Still, this was the acting town, so who could say? The camera stayed in a fixed position, hidden, possibly behind two-way glass.
Next time through, Chase studied the room itself. Walls were dark, furniture limited to the brass bed and a barely visible nightstand, covered with some sort of filmy fabric, atop which sat what appeared to be a simple glass vase filled with roses.
She focused on the flowers. Aside from that philodendron, she knew squat about plants. Roses came in colors and there were scads of varieties, but that was the extent of her expertise.
Bed against a wall. Not a hotel room — Don Juan had a place of his own, she figured. She looked for shadows that might give away the position of a window or the sun or any damn thing...
... but there was nothing.
This bastard would kill again if they didn’t stop him; he would accelerate, as promised, if they didn’t get him before he knew Harrow had not acceded to his demands.
There had to be something in this video, but Chase was damned if she could find it. Sitting back and sighing and shaking her head, she hoped the rest of the team was having better luck.
Then she started again.
Chapter Twelve
Amari felt something twist inside her as she watched this morning’s corpse return to life. Not quite vibrant life, because the blonde seemed druggy to Amari. Still, the woman appeared to be enjoying the sex she shared with her barely glimpsed lover.
She made a mental note to make a priority of checking the victim’s tox screen. She already suspected that Don Juan had dosed his victim with flunitrazepam, better known by the trade name Rohypnol, more commonly called roofies.
When the video ended, Harrow closed the lid of the laptop with a somber finality.
Polk sat with a wide-eyed, bloodless expression, still trying to process what he’d just seen.
They were in Harrow’s office at UBC. Harrow was behind his desk, and network president Dennis Byrnes and attorney, Lucian Richards, Jr., bookended Amari and Polk, in visitor’s chairs.
Amari said to Harrow, “When exactly did you receive this, Mr. Harrow?”
“One of our writer-producers, Carmen Garcia, showed it to me early this afternoon She interrupted a meeting I was having with Dennis.”
Amari nodded. “But you didn’t call the police until when?”
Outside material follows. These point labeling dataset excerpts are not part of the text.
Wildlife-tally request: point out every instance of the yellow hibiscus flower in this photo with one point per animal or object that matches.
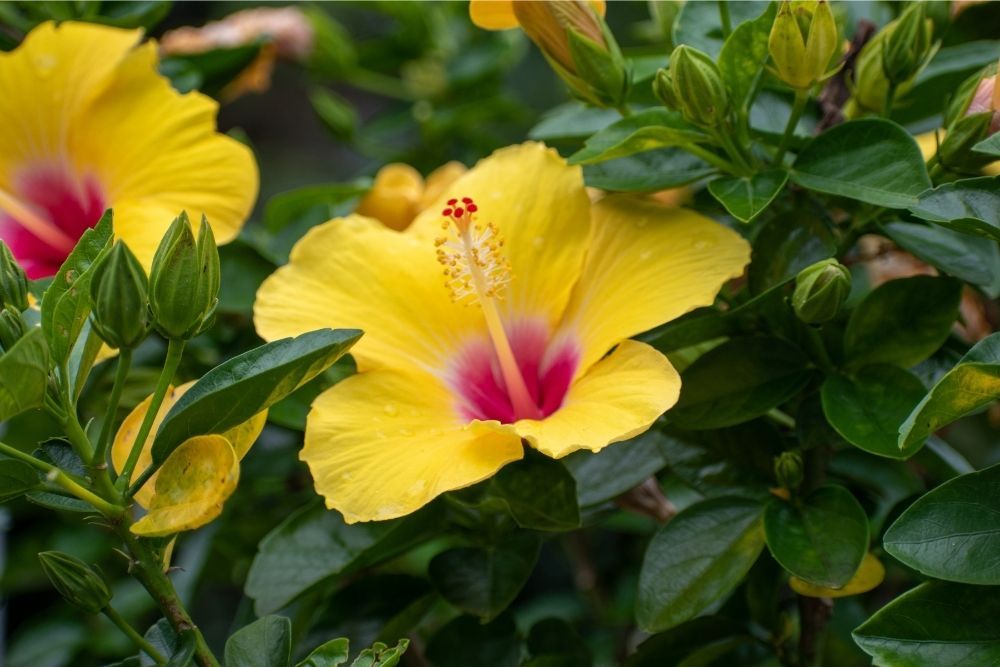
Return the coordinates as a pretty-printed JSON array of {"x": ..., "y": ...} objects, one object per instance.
[
  {"x": 87, "y": 124},
  {"x": 524, "y": 336}
]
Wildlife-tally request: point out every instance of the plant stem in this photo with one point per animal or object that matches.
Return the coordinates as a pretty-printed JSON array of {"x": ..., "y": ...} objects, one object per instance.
[
  {"x": 801, "y": 97},
  {"x": 175, "y": 349},
  {"x": 136, "y": 638},
  {"x": 121, "y": 375}
]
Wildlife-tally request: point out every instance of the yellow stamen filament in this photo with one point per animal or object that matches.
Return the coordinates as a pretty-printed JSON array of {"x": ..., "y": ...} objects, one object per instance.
[{"x": 474, "y": 266}]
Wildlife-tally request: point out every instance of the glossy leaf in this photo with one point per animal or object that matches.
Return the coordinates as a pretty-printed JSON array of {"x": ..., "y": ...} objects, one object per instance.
[
  {"x": 868, "y": 408},
  {"x": 902, "y": 322},
  {"x": 820, "y": 538},
  {"x": 697, "y": 558},
  {"x": 236, "y": 390},
  {"x": 870, "y": 160}
]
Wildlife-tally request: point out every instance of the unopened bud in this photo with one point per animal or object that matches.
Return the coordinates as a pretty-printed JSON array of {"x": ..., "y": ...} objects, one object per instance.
[
  {"x": 120, "y": 314},
  {"x": 184, "y": 281},
  {"x": 802, "y": 43},
  {"x": 820, "y": 291},
  {"x": 13, "y": 281},
  {"x": 76, "y": 581},
  {"x": 697, "y": 86}
]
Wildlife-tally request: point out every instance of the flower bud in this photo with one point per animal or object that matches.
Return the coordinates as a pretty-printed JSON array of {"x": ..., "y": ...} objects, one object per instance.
[
  {"x": 76, "y": 581},
  {"x": 697, "y": 86},
  {"x": 802, "y": 43},
  {"x": 820, "y": 291},
  {"x": 184, "y": 281},
  {"x": 788, "y": 470},
  {"x": 13, "y": 281},
  {"x": 118, "y": 290}
]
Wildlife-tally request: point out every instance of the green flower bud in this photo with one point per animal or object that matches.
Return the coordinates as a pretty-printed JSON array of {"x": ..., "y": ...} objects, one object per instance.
[
  {"x": 698, "y": 87},
  {"x": 13, "y": 281},
  {"x": 802, "y": 43},
  {"x": 820, "y": 291},
  {"x": 118, "y": 290},
  {"x": 788, "y": 470},
  {"x": 184, "y": 281},
  {"x": 76, "y": 581}
]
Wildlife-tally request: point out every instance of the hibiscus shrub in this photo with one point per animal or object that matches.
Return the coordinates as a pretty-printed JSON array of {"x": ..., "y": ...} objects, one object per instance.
[{"x": 694, "y": 367}]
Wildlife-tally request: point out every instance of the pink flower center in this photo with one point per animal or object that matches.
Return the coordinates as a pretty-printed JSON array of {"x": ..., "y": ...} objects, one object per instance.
[
  {"x": 45, "y": 214},
  {"x": 547, "y": 366}
]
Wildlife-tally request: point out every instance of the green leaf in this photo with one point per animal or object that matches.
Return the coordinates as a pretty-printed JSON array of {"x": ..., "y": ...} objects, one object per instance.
[
  {"x": 540, "y": 493},
  {"x": 332, "y": 653},
  {"x": 902, "y": 322},
  {"x": 266, "y": 642},
  {"x": 741, "y": 379},
  {"x": 465, "y": 641},
  {"x": 697, "y": 558},
  {"x": 315, "y": 544},
  {"x": 953, "y": 532},
  {"x": 742, "y": 57},
  {"x": 746, "y": 198},
  {"x": 484, "y": 581},
  {"x": 236, "y": 390},
  {"x": 66, "y": 302},
  {"x": 644, "y": 131},
  {"x": 605, "y": 475},
  {"x": 647, "y": 172},
  {"x": 820, "y": 538},
  {"x": 871, "y": 160},
  {"x": 868, "y": 408},
  {"x": 972, "y": 259},
  {"x": 16, "y": 479},
  {"x": 24, "y": 375},
  {"x": 972, "y": 384},
  {"x": 971, "y": 206},
  {"x": 935, "y": 624}
]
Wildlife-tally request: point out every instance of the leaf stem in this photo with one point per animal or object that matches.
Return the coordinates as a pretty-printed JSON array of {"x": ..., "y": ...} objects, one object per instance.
[
  {"x": 136, "y": 638},
  {"x": 175, "y": 349}
]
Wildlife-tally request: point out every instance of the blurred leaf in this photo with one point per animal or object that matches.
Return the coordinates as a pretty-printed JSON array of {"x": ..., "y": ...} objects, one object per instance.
[
  {"x": 868, "y": 408},
  {"x": 820, "y": 538},
  {"x": 970, "y": 206},
  {"x": 953, "y": 532},
  {"x": 972, "y": 384},
  {"x": 741, "y": 379},
  {"x": 871, "y": 160},
  {"x": 66, "y": 302},
  {"x": 540, "y": 493},
  {"x": 245, "y": 385},
  {"x": 484, "y": 581},
  {"x": 697, "y": 558},
  {"x": 935, "y": 624},
  {"x": 746, "y": 198},
  {"x": 645, "y": 131},
  {"x": 902, "y": 322},
  {"x": 24, "y": 375},
  {"x": 264, "y": 643}
]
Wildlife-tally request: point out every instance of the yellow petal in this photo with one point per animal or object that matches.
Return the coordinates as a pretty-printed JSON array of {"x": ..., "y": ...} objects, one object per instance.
[
  {"x": 354, "y": 272},
  {"x": 869, "y": 575},
  {"x": 240, "y": 437},
  {"x": 191, "y": 487},
  {"x": 383, "y": 444},
  {"x": 49, "y": 82},
  {"x": 647, "y": 265},
  {"x": 493, "y": 14},
  {"x": 395, "y": 196},
  {"x": 617, "y": 399},
  {"x": 542, "y": 211},
  {"x": 156, "y": 152}
]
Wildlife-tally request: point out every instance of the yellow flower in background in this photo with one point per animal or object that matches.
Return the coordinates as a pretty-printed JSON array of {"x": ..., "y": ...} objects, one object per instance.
[
  {"x": 400, "y": 193},
  {"x": 524, "y": 336},
  {"x": 87, "y": 123}
]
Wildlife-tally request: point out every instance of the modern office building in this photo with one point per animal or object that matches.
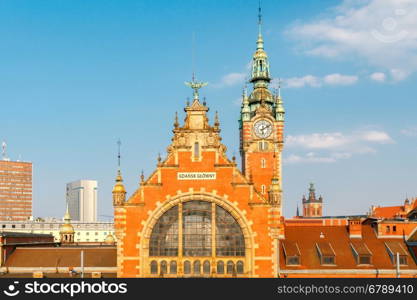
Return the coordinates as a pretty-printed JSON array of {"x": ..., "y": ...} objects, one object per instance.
[
  {"x": 82, "y": 200},
  {"x": 15, "y": 190}
]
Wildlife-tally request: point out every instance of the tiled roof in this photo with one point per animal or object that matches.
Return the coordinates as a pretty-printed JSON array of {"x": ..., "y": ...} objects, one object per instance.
[
  {"x": 336, "y": 238},
  {"x": 413, "y": 237},
  {"x": 387, "y": 211},
  {"x": 62, "y": 257},
  {"x": 23, "y": 234}
]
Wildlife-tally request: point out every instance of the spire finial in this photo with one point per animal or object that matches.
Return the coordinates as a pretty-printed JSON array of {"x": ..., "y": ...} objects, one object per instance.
[
  {"x": 259, "y": 17},
  {"x": 119, "y": 143},
  {"x": 176, "y": 124},
  {"x": 279, "y": 87},
  {"x": 195, "y": 85},
  {"x": 4, "y": 150},
  {"x": 216, "y": 120}
]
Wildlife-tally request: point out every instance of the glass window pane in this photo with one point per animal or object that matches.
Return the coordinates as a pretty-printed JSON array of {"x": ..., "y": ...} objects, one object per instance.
[
  {"x": 197, "y": 267},
  {"x": 164, "y": 267},
  {"x": 187, "y": 267},
  {"x": 239, "y": 267},
  {"x": 196, "y": 228},
  {"x": 206, "y": 267},
  {"x": 230, "y": 267},
  {"x": 164, "y": 237},
  {"x": 154, "y": 267},
  {"x": 229, "y": 236},
  {"x": 220, "y": 267},
  {"x": 173, "y": 267}
]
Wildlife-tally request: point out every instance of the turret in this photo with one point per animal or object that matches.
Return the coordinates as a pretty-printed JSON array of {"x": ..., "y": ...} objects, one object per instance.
[
  {"x": 66, "y": 232},
  {"x": 312, "y": 207},
  {"x": 119, "y": 192}
]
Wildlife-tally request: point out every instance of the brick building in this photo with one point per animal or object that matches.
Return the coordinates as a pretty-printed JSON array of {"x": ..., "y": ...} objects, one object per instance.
[
  {"x": 199, "y": 215},
  {"x": 15, "y": 190}
]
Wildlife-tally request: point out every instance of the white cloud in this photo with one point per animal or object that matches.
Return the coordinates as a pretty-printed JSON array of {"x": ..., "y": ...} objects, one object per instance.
[
  {"x": 233, "y": 79},
  {"x": 378, "y": 76},
  {"x": 298, "y": 82},
  {"x": 315, "y": 81},
  {"x": 334, "y": 146},
  {"x": 411, "y": 132},
  {"x": 317, "y": 140},
  {"x": 383, "y": 33},
  {"x": 339, "y": 79}
]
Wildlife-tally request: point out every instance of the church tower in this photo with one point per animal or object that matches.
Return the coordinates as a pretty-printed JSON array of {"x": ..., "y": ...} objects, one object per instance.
[
  {"x": 261, "y": 129},
  {"x": 312, "y": 207}
]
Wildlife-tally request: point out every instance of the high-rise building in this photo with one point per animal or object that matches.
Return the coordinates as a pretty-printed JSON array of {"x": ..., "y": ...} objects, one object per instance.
[
  {"x": 82, "y": 200},
  {"x": 15, "y": 190}
]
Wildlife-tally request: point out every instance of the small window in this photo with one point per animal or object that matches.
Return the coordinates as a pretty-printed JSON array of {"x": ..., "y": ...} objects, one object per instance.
[
  {"x": 196, "y": 150},
  {"x": 197, "y": 267},
  {"x": 263, "y": 145},
  {"x": 164, "y": 267},
  {"x": 239, "y": 267},
  {"x": 230, "y": 267},
  {"x": 173, "y": 267},
  {"x": 187, "y": 267},
  {"x": 364, "y": 260},
  {"x": 293, "y": 260},
  {"x": 328, "y": 260},
  {"x": 206, "y": 267},
  {"x": 154, "y": 267},
  {"x": 220, "y": 267}
]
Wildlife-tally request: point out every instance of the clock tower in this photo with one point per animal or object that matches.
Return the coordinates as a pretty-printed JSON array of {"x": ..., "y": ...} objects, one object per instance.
[{"x": 261, "y": 127}]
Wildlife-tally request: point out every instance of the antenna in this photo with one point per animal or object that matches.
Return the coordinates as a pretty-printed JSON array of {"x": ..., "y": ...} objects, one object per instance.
[
  {"x": 4, "y": 152},
  {"x": 259, "y": 16},
  {"x": 279, "y": 87},
  {"x": 193, "y": 55},
  {"x": 119, "y": 143}
]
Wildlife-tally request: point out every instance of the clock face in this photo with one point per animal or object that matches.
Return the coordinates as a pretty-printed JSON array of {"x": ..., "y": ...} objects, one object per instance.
[{"x": 263, "y": 129}]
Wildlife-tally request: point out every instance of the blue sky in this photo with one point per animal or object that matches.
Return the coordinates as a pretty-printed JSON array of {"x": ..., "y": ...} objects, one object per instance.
[{"x": 77, "y": 75}]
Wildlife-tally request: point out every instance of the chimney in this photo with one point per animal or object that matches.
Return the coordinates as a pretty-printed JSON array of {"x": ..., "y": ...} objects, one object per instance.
[{"x": 355, "y": 228}]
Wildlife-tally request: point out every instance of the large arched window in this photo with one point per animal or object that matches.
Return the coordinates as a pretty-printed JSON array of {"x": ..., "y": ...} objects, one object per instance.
[{"x": 206, "y": 229}]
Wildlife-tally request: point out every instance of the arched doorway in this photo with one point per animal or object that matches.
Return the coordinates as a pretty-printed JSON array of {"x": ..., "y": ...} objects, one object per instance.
[{"x": 196, "y": 237}]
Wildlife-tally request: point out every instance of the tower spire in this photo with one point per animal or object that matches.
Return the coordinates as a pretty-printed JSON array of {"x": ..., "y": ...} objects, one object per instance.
[{"x": 119, "y": 143}]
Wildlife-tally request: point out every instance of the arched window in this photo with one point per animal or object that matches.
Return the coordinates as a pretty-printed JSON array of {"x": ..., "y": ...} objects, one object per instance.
[
  {"x": 239, "y": 267},
  {"x": 173, "y": 267},
  {"x": 154, "y": 267},
  {"x": 206, "y": 267},
  {"x": 196, "y": 150},
  {"x": 164, "y": 237},
  {"x": 187, "y": 267},
  {"x": 197, "y": 267},
  {"x": 198, "y": 218},
  {"x": 220, "y": 267},
  {"x": 164, "y": 267},
  {"x": 230, "y": 267}
]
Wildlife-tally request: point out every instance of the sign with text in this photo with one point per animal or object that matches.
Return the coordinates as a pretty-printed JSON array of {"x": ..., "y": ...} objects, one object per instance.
[{"x": 196, "y": 176}]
“I’m sure you know when the call came in.”
Byrnes said, “We wanted to get an educated opinion on what this thing is, before calling you.”
“Well, it’s somebody cutting a woman’s throat, Mr. Byrnes, and then stabbing her repeatedly.”
“Lieutenant Amari, we get a lot of prank and crank tips at Crime Seen. We needed to try to ascertain if this was genuine or staged, before possibly wasting your time.”